2. Jaringan parenkim
Merupakan jaringan terbesar karena mengisi sebagian besar jaringan di tubuh tumbuhan. Bentuk sel parenkim bermacam-macam. Sel parenkim yang mengandung klorofil disebut klorenkim, yang mengandung rongga-rongga udara disebut aerenkim.
Ciri-ciri :
• Umumnya berbentuk besar dan berdinding tipis
• Susunan selnya tidak rapat
• Banyak mengandung vakuola
• Banyak mengandung rongga-rongga antarsel
• Terdiri dari sel-sel hidup
• Ukuran selnya besar
Fungsinya : fotosintesis, dapat menyimpan makanan, air, udara, dan transportasi (keluar masuknya zat melalui lentisel dan stomata).
Menurut fungsinya, parenkim dibedakan menjadi :
• Parenkim fotosintesis
• Parenkim penyimpan bahan makanan
• Parenkim penyimpan air
• Parenkim penyimpan udara
• Parenkim transportasi
Menurut bentuknya, parenkim dibedakan menjadi :
• Parenkim palisade
• Parenkim bunga karang
• Parenkim bintang
• Parenkim lipatan
3. Jaringan penyokong
Nama lainnya stereon. Fungsinya untuk menguatkan bagian tubuh tumbuhan. Terdiri dari kolenkim dan sklerenkim.
• Jaringan kolenkim
Jaringan yang dindingnya mengalami penebalan dari selulosa dan pektin. Banyak terdapat pada tumbuhan muda.
• Jaringan sklerenkim
Jaringan yang dindingnya mengalami penebalan dari lignin.
Sklerenlim dibagi menjadi 2 yaitu :
• Sklereid (sel batu)
Ciri-ciri :
• Selnya sudah mati
• Berbentuk bulat berdinding keras
Contohnya : tempurung kelapa dan tempurung kacang kenari
• Sel serabut
Cirri-ciri :
• Berbentuk panjang
• Umumnya terdapat pada permukaan batang
Contohnya : serabut nanas
4. Jaringan pengangkut
Jaringan pengangkut bertugas mengangkut zat-zat yang dibutuhkan oleh tumbuhan.
Jaringan pengangkut ada 2 :
• Xylem (pembuluh kayu) : mengangkat air dan garam dari akar ke daun.
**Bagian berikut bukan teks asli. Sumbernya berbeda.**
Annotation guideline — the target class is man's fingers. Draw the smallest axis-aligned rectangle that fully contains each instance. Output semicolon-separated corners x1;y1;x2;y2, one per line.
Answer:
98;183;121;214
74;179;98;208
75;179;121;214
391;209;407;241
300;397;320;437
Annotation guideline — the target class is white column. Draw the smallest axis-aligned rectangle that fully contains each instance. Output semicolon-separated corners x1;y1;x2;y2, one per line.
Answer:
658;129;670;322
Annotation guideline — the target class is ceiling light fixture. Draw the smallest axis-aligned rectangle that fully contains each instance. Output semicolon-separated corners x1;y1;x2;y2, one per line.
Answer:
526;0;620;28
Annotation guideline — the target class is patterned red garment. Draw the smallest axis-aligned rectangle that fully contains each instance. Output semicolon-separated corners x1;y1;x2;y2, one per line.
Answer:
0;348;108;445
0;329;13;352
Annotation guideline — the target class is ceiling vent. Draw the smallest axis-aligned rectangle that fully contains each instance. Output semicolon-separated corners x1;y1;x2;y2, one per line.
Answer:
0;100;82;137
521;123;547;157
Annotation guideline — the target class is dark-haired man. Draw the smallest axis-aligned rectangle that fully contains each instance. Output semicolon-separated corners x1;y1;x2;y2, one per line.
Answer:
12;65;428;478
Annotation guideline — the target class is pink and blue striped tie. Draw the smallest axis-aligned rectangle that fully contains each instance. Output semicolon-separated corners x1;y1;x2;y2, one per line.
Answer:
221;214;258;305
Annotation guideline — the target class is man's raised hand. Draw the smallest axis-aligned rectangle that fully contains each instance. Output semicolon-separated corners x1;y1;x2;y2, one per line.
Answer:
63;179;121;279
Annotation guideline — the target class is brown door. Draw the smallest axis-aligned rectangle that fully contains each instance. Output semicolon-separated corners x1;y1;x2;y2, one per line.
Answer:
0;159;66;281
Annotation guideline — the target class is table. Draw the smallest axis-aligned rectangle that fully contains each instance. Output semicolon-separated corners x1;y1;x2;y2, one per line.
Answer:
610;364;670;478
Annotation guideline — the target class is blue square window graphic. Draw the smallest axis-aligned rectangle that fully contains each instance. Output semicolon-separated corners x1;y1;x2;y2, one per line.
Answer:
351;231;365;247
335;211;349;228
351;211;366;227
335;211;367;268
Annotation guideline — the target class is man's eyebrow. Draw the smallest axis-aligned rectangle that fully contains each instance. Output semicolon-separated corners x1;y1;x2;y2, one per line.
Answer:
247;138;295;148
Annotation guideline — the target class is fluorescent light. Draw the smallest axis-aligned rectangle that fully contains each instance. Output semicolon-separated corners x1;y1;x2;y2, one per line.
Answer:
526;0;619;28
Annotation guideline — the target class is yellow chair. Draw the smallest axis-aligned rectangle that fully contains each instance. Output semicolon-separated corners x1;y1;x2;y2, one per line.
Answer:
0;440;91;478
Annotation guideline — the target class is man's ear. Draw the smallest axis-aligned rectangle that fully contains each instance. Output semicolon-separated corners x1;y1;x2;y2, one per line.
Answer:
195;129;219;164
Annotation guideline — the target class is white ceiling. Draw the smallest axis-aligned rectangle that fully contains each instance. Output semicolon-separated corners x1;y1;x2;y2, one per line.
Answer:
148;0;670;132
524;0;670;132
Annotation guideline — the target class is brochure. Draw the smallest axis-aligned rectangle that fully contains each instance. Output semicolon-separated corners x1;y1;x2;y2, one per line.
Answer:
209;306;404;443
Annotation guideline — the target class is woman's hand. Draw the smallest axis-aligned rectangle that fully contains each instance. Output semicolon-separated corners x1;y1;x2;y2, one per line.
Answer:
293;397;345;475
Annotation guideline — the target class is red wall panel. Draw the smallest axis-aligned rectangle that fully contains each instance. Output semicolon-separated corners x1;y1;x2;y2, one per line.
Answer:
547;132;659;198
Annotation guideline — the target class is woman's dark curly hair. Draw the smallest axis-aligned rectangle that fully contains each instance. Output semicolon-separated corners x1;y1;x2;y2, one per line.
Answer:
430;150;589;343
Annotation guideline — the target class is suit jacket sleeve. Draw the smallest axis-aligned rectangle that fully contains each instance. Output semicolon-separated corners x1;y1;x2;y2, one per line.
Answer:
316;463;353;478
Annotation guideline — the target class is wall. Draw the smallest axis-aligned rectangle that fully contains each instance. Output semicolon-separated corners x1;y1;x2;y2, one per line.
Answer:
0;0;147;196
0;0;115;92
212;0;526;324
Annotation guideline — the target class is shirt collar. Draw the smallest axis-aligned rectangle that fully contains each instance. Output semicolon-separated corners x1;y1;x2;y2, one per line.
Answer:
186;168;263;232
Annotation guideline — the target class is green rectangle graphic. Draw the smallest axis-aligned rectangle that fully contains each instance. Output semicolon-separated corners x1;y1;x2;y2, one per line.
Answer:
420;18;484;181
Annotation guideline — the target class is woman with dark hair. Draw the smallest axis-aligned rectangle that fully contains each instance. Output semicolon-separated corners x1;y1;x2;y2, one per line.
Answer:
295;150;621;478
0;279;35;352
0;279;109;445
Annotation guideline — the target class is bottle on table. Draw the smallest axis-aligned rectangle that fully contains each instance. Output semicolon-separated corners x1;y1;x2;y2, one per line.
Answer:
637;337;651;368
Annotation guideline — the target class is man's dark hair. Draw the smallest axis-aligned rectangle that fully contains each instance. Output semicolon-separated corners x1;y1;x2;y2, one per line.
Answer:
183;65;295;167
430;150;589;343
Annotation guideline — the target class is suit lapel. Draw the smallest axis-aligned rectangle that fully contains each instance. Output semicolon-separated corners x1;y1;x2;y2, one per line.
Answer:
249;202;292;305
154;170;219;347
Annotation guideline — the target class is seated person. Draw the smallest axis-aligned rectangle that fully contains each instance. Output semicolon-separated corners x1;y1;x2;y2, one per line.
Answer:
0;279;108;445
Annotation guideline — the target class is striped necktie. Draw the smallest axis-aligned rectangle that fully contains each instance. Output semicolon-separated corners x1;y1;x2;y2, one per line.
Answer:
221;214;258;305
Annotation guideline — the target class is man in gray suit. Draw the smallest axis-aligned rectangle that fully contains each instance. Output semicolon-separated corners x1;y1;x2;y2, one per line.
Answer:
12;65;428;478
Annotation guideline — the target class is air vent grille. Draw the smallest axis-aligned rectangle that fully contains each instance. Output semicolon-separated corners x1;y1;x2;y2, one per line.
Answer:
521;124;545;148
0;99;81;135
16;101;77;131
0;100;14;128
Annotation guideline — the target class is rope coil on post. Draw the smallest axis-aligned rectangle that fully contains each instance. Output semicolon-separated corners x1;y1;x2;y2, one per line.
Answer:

• Sel-sel penyusunnya : trakeid, trakhea, dan parenkim xilem
• Floem (pembuluh tapis) : mengangkat air dan garam dari daun ke seluruh tubuh tumbuhan.
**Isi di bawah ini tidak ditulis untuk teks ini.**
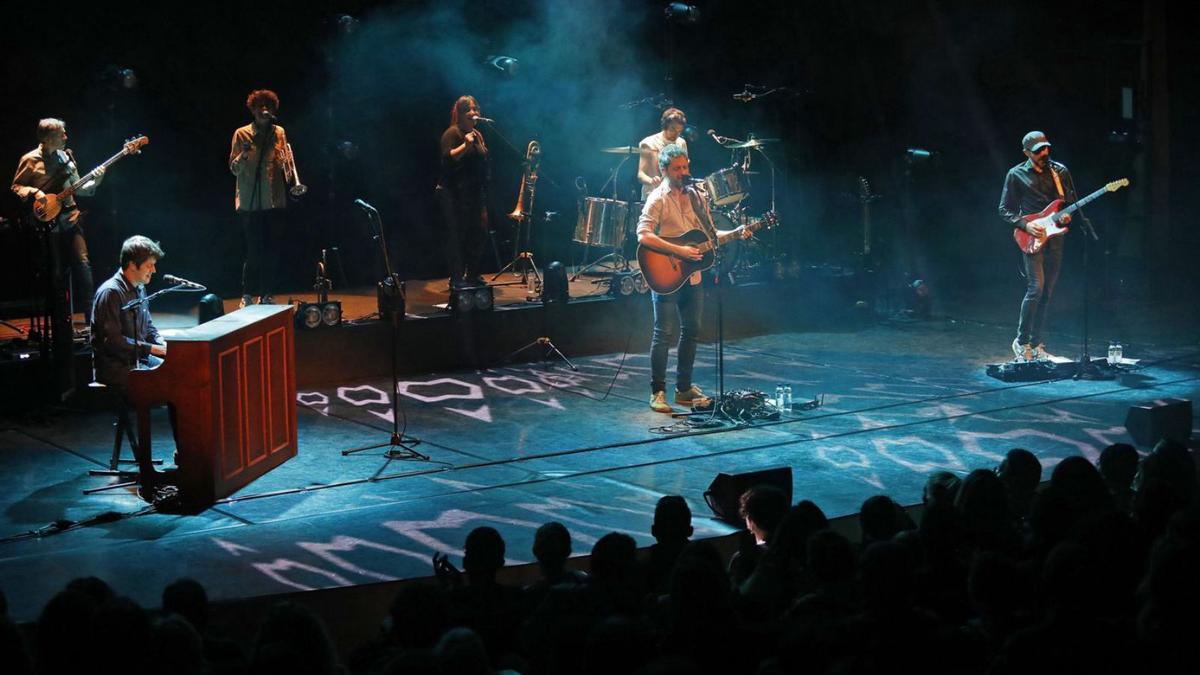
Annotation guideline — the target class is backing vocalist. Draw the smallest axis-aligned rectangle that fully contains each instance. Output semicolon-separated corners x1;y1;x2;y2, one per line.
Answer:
436;96;488;288
229;89;292;307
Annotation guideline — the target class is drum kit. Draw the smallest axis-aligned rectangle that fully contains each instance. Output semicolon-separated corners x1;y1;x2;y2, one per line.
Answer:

• Terdiri dari sel-sel yang hidup, berdinding selulosa, dan dinding melintangnya berpori
Xylem dan floem bersatu membentuk suatu ikatan pembuluh angkut. Macam-macam pembuluh angkut :
1. Ikatan pembuluh kolateral, xylem dan floem yang letaknya bersebelahan di dalam suatu jari-jari.
• Kolateral terbuka : antara xylem dan floem terdapat kambium
• Kolateral tertutup : antara xylem dan floem tidak terdapat kambium
2. Ikatan pembuluh bikolateral, xylem diapit floem,terletak pada radius yang sama.
3. Ikatan pembuluh radial, xylem dan floem letaknya bersebelahan tetapi tidak berada di dalam jari-jari yang sama.
4. Ikatan pembuluh konsentris, xylem dan floem membentuk cincin silindris.
• Amfrikribal : letak xylem ditengah dan dikelilingi floem
• Amfivasal : letak floem ditengah dan dikelilingi xylem
Kultur Jaringan
Sel tumbuhan mempunyai kemampuan untuk tumbuh menjadi tanaman yang sempurna bila diletakkan dalam lingkungan yang sesuai. Kemampuan itu dinamakan totipotensi. Totipotensi hewan lebih rendah dari totipotensi tumbuhan. Totipotensi hewan tingkat rendah lebih tinggi daripada totipotensi hewan tingkat tinggi. Totipotensi tumbuhan dilakukan dengan cara kultur jaringan.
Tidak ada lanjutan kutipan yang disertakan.